Tabella 3 Effetti collaterali della terapia medica

Surrenectomia bilaterale

La surrenectomia bilaterale trova spazio nelle situazioni di ipercortisolismo non controllato o in caso di comparsa di effetti collaterali della terapia medica. È una terapia efficace al 100%; migliora le comorbilità della malattia e la qualità di vita. Il motivo per cui viene riservata come ultima opzione è il rischio di insorgenza di Sindrome di Nelson (prevalenza 8–29%) e la certezza di insorgenza di iposurrenalismo, con la necessità di una terapia sostitutiva a vita e il rischio di insorgenza di crisi iposurrenaliche.

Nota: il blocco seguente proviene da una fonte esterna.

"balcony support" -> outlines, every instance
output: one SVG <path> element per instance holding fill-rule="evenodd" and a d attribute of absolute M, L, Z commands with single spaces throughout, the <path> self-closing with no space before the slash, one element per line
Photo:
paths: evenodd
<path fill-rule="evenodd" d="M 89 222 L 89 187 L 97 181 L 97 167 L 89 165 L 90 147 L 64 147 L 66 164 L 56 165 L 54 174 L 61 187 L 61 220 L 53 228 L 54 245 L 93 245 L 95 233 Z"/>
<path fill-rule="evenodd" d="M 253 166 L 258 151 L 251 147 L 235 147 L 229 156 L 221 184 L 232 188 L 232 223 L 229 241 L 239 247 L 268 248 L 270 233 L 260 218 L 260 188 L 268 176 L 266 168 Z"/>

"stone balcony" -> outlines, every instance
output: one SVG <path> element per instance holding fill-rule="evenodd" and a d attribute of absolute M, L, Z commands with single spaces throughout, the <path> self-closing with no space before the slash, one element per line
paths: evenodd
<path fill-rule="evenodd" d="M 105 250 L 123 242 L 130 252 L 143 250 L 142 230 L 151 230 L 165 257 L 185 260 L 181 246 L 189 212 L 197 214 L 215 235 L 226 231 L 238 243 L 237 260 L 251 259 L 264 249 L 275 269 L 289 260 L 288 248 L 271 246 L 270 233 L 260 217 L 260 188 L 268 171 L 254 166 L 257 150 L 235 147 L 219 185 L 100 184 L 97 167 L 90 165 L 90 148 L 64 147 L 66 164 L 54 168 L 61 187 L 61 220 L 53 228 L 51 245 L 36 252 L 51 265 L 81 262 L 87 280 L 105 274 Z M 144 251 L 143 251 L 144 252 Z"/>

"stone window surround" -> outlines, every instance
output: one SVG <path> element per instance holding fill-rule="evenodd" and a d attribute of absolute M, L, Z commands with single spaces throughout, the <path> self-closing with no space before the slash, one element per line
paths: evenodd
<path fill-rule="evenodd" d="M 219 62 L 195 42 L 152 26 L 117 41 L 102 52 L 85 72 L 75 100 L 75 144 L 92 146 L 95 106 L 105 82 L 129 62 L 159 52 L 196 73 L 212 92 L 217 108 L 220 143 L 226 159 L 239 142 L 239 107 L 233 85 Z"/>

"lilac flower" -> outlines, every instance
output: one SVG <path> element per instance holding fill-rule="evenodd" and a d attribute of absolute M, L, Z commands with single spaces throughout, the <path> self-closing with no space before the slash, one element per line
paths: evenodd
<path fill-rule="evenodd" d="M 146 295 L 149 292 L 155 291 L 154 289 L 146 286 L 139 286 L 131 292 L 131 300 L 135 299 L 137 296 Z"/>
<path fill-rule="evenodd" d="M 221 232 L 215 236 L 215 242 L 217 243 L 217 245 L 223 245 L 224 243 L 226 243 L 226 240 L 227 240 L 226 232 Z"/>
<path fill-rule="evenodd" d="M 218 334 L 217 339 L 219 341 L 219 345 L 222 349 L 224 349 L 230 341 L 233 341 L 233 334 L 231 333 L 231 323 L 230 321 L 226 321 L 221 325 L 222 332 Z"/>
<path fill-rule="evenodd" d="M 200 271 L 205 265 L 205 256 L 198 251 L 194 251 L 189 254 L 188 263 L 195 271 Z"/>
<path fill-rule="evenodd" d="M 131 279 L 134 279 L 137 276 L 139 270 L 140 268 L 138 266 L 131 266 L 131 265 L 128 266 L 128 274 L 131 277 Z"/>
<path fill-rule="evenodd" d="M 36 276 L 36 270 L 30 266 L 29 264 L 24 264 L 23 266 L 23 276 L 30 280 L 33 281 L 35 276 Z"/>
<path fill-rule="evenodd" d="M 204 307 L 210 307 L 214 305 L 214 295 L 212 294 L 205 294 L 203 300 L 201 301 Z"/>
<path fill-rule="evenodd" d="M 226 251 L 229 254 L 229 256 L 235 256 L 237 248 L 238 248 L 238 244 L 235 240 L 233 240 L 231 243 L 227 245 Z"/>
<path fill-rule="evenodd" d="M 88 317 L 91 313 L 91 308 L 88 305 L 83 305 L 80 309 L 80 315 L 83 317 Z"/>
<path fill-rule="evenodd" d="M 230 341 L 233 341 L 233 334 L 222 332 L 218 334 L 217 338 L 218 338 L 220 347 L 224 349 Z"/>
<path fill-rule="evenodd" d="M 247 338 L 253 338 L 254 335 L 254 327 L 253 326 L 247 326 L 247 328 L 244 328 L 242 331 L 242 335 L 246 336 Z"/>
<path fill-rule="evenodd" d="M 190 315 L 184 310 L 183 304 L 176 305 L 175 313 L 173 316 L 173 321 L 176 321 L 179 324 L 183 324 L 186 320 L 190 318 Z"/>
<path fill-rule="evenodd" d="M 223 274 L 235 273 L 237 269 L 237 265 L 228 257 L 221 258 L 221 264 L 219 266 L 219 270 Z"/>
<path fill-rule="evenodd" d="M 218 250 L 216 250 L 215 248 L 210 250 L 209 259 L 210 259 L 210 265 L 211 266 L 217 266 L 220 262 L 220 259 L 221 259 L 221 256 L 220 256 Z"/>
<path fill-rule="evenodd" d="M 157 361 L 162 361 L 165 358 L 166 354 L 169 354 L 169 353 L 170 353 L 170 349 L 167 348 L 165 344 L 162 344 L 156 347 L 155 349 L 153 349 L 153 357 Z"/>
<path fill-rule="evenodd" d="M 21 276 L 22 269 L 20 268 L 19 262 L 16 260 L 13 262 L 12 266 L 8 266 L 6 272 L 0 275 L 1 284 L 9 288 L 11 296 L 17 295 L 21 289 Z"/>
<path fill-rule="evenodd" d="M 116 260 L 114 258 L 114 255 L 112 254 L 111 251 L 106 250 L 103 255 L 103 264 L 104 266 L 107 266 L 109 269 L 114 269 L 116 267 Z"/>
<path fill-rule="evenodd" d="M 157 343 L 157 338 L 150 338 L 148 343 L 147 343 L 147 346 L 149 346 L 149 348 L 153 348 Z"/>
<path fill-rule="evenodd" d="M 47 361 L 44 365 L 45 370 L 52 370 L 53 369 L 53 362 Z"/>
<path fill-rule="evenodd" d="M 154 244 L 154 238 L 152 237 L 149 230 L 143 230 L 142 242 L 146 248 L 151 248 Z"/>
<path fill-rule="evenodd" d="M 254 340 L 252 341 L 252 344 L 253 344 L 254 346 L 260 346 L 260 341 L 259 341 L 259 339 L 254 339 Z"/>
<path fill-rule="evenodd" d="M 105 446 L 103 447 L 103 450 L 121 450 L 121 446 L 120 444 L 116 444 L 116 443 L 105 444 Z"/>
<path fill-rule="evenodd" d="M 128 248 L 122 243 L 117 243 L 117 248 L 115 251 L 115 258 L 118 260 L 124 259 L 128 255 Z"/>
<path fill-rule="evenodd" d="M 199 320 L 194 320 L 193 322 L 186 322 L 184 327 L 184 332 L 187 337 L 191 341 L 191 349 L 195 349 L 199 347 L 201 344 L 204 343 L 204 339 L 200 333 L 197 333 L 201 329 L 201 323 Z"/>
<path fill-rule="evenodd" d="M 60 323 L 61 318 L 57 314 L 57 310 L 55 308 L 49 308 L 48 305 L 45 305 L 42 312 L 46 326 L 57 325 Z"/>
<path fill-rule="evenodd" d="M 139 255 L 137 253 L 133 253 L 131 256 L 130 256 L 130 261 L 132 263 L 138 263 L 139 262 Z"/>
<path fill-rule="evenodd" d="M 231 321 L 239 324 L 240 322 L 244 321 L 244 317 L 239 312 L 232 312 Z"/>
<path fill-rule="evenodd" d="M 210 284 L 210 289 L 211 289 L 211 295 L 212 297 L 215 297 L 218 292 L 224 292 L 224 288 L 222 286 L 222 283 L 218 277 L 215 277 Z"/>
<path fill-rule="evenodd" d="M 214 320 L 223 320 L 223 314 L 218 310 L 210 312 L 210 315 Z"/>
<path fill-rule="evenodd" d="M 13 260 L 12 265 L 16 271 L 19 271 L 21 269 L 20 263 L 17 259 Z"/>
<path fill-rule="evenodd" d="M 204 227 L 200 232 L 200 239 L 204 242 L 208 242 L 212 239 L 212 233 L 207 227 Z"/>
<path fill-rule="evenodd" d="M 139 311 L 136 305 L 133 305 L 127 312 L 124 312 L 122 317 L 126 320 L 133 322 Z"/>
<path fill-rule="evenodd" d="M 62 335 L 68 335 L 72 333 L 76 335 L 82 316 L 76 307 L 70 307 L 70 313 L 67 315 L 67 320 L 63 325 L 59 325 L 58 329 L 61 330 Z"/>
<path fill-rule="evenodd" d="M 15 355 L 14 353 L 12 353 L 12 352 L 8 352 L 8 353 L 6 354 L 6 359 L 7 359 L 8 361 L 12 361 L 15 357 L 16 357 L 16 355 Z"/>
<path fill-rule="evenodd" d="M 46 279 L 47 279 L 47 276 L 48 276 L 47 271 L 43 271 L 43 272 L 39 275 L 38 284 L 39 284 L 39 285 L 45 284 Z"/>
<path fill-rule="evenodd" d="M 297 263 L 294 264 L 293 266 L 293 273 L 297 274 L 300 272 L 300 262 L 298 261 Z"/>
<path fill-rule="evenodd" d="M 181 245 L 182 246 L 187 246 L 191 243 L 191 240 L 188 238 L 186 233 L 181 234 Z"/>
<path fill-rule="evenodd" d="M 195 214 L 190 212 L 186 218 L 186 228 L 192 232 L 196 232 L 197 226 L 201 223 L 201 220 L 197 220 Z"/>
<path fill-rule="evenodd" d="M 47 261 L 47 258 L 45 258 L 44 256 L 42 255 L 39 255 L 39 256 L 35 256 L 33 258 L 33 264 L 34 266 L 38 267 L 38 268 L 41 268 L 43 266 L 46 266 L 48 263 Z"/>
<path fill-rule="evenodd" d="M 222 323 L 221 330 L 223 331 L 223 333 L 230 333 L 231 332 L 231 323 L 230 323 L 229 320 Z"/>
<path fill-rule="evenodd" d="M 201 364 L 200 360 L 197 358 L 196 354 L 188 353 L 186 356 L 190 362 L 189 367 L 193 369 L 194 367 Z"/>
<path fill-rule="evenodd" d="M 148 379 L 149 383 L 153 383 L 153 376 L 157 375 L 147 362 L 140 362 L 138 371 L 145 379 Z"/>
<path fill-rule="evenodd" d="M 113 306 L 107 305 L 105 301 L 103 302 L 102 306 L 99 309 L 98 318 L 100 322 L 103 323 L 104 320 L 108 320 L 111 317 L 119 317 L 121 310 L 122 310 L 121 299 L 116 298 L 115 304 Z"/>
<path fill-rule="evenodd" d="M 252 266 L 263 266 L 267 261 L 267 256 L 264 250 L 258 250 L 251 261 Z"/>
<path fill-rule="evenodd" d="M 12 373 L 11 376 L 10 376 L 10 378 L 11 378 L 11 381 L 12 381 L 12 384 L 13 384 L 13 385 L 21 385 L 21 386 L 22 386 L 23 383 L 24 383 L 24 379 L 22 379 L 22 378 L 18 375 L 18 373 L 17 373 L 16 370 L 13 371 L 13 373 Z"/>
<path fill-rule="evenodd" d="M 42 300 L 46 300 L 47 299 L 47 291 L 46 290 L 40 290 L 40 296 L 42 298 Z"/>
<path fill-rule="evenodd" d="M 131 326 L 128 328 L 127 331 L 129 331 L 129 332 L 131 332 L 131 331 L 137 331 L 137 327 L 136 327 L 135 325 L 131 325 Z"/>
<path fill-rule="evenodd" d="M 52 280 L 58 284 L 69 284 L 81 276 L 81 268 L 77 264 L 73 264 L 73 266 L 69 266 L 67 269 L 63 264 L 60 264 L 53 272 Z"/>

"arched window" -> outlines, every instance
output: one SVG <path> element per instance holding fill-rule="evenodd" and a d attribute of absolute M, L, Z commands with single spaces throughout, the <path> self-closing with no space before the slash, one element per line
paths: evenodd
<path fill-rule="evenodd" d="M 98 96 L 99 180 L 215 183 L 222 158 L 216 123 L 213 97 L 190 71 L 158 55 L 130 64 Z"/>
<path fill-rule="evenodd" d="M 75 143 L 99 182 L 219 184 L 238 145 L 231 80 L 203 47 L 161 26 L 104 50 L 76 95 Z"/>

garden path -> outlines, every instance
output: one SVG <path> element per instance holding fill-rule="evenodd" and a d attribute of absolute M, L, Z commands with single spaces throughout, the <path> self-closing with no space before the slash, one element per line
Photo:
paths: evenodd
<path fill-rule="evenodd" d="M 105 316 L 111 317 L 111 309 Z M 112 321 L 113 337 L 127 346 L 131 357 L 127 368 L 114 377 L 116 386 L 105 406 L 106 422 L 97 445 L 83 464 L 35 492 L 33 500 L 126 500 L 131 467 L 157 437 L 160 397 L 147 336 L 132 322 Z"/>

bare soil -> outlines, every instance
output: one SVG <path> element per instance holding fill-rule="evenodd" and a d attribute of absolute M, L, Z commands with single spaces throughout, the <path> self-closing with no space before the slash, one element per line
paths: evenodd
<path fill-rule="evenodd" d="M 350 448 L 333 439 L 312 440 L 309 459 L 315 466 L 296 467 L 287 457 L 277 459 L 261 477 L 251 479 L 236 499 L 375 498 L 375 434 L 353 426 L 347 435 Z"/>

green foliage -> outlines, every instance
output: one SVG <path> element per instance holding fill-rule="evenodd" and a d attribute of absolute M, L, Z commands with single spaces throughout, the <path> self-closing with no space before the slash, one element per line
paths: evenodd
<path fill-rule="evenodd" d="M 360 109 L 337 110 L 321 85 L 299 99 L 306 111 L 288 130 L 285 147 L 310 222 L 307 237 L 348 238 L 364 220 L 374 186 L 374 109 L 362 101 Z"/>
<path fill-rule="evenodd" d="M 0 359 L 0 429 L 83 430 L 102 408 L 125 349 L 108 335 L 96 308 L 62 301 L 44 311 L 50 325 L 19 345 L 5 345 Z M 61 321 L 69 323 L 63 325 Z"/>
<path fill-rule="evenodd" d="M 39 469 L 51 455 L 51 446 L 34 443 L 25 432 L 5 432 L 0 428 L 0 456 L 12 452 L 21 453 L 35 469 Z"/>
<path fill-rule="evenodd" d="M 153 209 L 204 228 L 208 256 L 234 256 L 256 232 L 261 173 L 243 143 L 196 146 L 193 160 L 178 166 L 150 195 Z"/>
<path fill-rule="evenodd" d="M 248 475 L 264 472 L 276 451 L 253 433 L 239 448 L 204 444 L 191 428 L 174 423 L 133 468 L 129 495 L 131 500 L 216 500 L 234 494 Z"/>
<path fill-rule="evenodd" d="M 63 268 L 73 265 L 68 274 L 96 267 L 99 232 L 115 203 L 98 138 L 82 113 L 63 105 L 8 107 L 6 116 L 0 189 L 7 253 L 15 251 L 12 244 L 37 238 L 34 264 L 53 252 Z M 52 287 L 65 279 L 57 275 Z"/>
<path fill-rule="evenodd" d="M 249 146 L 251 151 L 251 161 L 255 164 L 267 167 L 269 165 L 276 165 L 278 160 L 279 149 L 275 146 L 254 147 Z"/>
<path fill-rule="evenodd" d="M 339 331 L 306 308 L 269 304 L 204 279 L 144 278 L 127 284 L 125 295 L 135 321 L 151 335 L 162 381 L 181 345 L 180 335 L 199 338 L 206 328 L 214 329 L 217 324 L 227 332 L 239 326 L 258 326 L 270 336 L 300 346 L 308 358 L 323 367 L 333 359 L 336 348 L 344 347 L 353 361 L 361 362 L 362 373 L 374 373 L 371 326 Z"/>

Nei pazienti con ipercortisolismo lieve, senza segni clinici di MC, può essere consigliabile eseguire solo una sorveglianza biochimica, tenendo in considerazione, però, il fatto che anche queste forme sono correlate a un aumentato rischio cardiovascolare.

Conclusioni

Nella recidiva della MC, la terapia deve essere personalizzata e gestita da un team specializzato. Mentre si procede con le indagini biochimiche e radiologiche, è importante perseguire il controllo dell’ipercortisolismo per evitare il peggioramento del quadro clinico e delle comorbidità. La scelta della terapia deve essere basata sul grado di ipercortisolismo, sulle comorbilità preesistenti, sul residuo tumorale. Se la terapia è ben tollerata, potenzialmente potrebbe essere proseguita a vita, anche se nei pazienti più giovani andrebbe perseguita una cura definitiva. In questo scenario il quadro radiologico deve essere rivalutato nel tempo, poiché un adenoma potrebbe diventare visibile e permettere un successivo intervento.